Mathai turned around and smiled at the sight of her sitting at the kitchen stool, her stomach just beginning to show with child.
“On the way to my father’s you might run into your old friend. Do ask him about his leg. It needs mending.”
Mathai was in too much of a hurry to question her strange request. But on the way to his father-in-law’s school he did run into his old childhood friend. Even more astounding, his friend was limping. Mathai never would have asked why if Elisa had not warned him.
His friend showed him a cut across his knee that had festered.

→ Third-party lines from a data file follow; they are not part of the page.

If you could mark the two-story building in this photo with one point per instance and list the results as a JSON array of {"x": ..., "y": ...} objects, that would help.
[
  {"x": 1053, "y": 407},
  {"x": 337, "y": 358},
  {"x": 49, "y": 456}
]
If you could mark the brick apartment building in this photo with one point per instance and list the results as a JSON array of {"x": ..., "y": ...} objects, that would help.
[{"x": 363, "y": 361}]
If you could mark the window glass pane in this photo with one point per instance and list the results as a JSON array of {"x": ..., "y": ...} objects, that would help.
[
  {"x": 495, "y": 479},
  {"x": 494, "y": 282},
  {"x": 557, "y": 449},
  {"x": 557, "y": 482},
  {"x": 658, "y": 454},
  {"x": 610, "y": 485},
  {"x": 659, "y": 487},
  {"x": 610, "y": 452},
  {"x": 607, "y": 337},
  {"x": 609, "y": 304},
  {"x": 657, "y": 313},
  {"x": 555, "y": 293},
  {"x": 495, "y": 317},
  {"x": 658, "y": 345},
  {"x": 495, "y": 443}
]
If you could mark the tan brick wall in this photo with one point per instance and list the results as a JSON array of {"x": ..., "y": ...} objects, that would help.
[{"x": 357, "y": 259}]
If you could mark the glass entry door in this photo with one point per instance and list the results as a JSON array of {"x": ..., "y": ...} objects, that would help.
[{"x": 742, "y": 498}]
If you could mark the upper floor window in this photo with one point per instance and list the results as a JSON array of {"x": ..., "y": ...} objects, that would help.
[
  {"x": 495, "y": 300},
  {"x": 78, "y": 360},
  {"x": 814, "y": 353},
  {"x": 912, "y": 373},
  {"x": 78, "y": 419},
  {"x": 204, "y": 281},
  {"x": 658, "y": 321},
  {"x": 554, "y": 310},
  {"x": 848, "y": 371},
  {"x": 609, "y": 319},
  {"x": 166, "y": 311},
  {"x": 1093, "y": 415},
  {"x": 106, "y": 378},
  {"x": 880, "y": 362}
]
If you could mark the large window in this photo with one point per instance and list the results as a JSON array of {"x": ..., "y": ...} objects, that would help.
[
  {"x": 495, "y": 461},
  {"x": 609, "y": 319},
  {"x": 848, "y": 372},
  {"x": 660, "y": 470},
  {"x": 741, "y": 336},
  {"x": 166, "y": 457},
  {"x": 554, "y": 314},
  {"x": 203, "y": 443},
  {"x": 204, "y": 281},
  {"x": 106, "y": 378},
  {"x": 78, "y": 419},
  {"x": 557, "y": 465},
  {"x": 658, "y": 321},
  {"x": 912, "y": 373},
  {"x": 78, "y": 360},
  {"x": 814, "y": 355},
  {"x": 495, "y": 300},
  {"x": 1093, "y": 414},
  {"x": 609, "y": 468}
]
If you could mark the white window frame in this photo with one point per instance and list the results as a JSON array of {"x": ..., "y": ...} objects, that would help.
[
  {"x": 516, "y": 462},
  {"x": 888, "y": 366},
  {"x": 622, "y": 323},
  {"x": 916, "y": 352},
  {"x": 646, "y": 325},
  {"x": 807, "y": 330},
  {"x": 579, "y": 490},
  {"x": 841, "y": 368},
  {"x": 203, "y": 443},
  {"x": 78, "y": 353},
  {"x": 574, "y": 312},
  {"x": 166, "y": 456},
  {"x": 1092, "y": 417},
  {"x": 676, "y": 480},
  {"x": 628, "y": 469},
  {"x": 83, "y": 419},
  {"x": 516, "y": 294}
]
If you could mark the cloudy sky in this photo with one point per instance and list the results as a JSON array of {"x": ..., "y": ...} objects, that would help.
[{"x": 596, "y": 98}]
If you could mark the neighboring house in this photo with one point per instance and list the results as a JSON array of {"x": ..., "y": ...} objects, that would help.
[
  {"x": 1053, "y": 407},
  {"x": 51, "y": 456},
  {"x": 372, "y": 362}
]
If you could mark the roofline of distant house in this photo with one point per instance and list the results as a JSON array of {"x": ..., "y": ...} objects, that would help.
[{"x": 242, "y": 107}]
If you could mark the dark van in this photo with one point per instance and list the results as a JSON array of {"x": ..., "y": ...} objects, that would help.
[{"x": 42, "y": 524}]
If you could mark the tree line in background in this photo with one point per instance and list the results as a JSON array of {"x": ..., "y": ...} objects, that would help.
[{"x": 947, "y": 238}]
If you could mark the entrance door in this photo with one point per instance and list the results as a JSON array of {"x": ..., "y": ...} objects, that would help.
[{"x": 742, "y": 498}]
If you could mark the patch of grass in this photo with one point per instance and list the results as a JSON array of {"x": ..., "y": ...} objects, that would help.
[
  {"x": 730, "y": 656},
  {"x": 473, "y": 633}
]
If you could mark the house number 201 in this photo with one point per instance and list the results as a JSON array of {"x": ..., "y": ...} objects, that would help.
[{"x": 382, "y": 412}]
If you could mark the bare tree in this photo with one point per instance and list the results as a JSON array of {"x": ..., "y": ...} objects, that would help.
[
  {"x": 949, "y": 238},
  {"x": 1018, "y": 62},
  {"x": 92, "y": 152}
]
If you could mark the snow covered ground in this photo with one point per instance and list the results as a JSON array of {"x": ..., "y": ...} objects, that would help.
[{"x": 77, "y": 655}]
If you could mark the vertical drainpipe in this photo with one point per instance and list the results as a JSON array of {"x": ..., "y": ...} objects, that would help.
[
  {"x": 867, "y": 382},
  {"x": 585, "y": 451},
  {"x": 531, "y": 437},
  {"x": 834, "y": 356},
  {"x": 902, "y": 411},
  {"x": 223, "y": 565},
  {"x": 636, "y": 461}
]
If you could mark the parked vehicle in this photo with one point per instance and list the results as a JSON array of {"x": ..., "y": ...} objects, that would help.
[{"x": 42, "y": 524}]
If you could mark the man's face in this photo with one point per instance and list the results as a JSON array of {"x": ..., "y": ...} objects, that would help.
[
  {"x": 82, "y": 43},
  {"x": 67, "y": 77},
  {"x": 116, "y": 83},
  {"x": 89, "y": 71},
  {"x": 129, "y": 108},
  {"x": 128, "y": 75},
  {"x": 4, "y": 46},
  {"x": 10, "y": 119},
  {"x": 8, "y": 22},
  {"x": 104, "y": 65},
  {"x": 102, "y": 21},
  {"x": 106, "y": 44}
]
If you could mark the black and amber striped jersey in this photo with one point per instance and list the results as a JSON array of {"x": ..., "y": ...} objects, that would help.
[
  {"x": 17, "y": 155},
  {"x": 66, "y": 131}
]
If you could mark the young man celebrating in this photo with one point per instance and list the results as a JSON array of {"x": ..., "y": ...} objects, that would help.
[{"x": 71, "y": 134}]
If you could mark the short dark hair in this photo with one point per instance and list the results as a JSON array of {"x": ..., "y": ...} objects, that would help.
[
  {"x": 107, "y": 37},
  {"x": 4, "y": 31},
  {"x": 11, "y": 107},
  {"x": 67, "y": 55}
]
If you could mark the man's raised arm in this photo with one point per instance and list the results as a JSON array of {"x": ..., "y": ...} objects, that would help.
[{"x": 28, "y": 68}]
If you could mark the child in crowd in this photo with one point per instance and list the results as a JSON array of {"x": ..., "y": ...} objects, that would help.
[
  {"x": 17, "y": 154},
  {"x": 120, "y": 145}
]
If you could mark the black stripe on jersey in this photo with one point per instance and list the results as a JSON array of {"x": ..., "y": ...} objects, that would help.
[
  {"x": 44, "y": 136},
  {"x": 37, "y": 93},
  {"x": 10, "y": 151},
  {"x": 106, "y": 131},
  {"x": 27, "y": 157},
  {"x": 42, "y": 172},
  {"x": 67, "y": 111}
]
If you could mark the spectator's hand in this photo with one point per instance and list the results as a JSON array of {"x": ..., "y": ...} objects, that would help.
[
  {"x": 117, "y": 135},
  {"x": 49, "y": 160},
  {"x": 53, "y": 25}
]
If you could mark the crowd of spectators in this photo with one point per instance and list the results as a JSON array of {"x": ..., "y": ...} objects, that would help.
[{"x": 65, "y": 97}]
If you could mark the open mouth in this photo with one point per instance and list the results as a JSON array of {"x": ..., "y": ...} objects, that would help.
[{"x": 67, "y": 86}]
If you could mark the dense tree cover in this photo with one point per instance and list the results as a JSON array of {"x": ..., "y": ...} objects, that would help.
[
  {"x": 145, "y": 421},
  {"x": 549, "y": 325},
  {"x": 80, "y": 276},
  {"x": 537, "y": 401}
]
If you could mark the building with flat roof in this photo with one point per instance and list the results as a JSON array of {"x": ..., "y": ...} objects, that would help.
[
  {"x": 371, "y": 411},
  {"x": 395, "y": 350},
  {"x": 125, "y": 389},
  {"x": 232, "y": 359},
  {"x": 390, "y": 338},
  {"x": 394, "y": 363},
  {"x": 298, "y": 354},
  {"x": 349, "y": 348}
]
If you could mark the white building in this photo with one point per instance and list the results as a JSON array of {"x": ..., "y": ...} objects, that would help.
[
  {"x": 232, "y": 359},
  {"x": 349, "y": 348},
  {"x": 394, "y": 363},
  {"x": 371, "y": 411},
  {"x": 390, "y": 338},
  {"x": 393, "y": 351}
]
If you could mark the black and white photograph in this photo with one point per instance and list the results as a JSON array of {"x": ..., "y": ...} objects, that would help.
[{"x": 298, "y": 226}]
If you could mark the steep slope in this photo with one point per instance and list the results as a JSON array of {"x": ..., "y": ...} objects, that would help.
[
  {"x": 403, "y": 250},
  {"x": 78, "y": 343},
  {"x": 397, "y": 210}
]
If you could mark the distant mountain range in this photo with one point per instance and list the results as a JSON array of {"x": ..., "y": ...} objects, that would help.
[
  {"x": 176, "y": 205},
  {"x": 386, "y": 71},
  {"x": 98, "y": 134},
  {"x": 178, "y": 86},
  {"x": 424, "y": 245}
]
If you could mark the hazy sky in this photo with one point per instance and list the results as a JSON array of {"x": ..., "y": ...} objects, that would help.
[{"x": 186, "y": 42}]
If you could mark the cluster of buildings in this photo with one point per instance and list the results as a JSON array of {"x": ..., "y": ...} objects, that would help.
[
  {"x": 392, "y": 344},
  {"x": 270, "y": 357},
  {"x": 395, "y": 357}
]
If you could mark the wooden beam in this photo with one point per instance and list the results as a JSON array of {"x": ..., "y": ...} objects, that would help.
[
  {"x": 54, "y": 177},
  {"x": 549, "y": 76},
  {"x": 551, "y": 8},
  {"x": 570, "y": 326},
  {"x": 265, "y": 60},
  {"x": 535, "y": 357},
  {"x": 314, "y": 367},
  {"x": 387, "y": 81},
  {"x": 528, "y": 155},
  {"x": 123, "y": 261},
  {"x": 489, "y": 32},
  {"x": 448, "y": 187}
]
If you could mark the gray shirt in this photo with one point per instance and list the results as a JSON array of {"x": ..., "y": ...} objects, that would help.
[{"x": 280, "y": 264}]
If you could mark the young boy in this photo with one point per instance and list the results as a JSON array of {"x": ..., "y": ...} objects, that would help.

Mathai brought him to the clinic, and his morning was spent cleaning the wound, stitching it, and applying salve. When Mathai returned home he found Elisa waiting for him on the same stool.
He stared into her eyes and realized she had just told him her secret.
From then on, every morning before he left, she would tell him something about his day. And it would always come to pass. After a month of being privy to her foresights, Mathai believed that, indeed, she was blessed. So when Elisa came home from the Golden House that day in tears, barely able to speak, Mathai listened with grave attention.
While kneeling in prayer, she had seen the walls of the church crumble around her and the stones turn to sand. Then she saw a great earthquake level Antioch to rubble. A firestorm raged through the city for days and the Golden House was destroyed. Hundreds of thousands of people perished and the city was demolished.
Her words sent chills through his body. He was horrified that she had foreseen these catastrophic events with such clarity.
That night the family gathered at Mathai’s insistence and Elisa recounted her vision. When she finished, no one spoke for a long time. Mathai held Elisa’s hand while her mother wept.
Finally her father said, “You must leave Antioch. Right away.”
Mathai frowned. “But the baby.”
Elisa’s hand moved protectively to her stomach. She would give birth soon, but she knew it would not be in Antioch. “Mathai, we must leave. We all must leave.” She pleaded to her parents.
Her mother shook her head. “We are too old, Elisa. Our place is here.”
Elisa’s eyes welled with tears. She would spend the next several days begging and pleading for her parents to come with them. She also knew that, in the end, they would not. Only her desperation to save the child in her womb would make her consider leaving them behind.
Mathai sat brooding. “But where would we go?” he asked helplessly. “Our lives are here. Our family, my work…”
“We must leave. For the baby,” Elisa said with conviction.